Chuwi saw red! He now realized how Kalulu had made a fool of him and was more determined than ever to get free and eat him.
The sight of the goats gamboling about made him drool with hunger. How he wished he could sink his teeth into their tender flesh! But Kalulu had tied him so tightly that it was impossible for him to free himself without assistance.
Taking care to keep his voice soft and pleasant, he asked the goats, “Could you untie me, please?”
But the goats took one look at the gleam in his eye and knew what he was up to. “No way!” they cried and ran off, still laughing. On their way, they told all they met that it was celebration time because Chuwi was firmly tied to the tamarind tree.
Meanwhile, Chuwi was in despair. Eventually, he looked up and saw Kima, the monkey peering at him from between the leaves.
“Kima dear, won’t you untie me?” he asked.
“Not I,” answered Kima promptly. “If I do, you’ll eat me!”
“No, no! I promise I won’t. I’ll even reward you with a bunch of ripe bananas; only untie me!”
Now Kima was a rather foolish monkey, and he believed the cunning tiger. Lured by the bait of bananas, he came down and began gnawing away at the rope. Before long, it broke and Chuwi was free!
The next moment, Chuwi grabbed Kima, smacked his lips and said, “Ah! My meal at last!” Poor Kima could only stare at him in terror.

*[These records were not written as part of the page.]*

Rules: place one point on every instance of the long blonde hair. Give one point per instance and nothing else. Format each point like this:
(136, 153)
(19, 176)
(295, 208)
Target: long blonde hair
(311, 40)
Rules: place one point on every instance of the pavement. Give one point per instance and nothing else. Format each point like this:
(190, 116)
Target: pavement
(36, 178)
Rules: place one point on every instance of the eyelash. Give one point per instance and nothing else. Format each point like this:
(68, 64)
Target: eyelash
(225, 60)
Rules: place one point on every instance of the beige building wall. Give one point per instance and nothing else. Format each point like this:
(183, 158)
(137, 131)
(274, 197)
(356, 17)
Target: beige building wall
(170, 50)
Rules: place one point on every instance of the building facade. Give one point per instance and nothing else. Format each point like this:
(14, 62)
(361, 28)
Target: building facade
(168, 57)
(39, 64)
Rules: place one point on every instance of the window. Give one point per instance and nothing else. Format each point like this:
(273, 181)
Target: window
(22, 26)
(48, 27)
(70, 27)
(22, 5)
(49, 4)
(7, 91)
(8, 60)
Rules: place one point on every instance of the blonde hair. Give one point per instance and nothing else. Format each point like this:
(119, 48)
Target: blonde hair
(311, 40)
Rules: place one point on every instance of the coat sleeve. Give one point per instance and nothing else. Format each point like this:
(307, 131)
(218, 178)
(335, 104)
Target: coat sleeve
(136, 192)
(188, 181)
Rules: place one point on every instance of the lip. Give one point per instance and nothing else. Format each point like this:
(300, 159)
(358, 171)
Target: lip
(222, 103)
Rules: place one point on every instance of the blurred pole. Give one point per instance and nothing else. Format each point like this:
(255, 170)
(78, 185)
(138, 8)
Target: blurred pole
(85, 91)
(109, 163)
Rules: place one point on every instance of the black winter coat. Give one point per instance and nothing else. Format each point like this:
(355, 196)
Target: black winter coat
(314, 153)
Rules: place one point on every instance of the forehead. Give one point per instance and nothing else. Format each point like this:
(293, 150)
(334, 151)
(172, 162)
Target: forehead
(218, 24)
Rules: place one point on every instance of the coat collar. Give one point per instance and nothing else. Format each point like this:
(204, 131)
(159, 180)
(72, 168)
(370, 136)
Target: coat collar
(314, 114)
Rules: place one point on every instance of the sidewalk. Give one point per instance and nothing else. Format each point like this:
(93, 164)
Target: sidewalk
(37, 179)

It was fortunate for him that Kalulu returned to check on chuwi at that very moment, and saw what was going on! Kalulu thought fast. Just as Chuwi was lifting Kima to mouth, he called out “Chuwi, shame on you! Is that any way to eat a monkey?”
“How else would one do it?” asked Chuwi, swinging the terrified Kima before his nose.
“It’s much more appetizing to throw the monkey into the air and catch him in your open mouth. But not all can do it!”
As usual, Chuwi acted first and thought afterward. Stung by the challenge, he declared, “Of course I can do it!”
He tossed the little monkey high in the air and waited for the tender delicacy to drop into his open mouth. As he floated up into thy branches, the agile Kima hooked his tail on a branch to break his fall and scampered higher into the tree!
Kalulu quickly shook the tamarind tree. The next moment, several! Large, tart pods dropped from the overhanging branch into Chuwi’s open mouth!
Choking and coughing, poor Chuwi spat out the awful fruit. He then ran away into the jungle, swearing that he would make a meal of that rabbit the very next time he found him!
But can anyone ever catch clever Kalulu?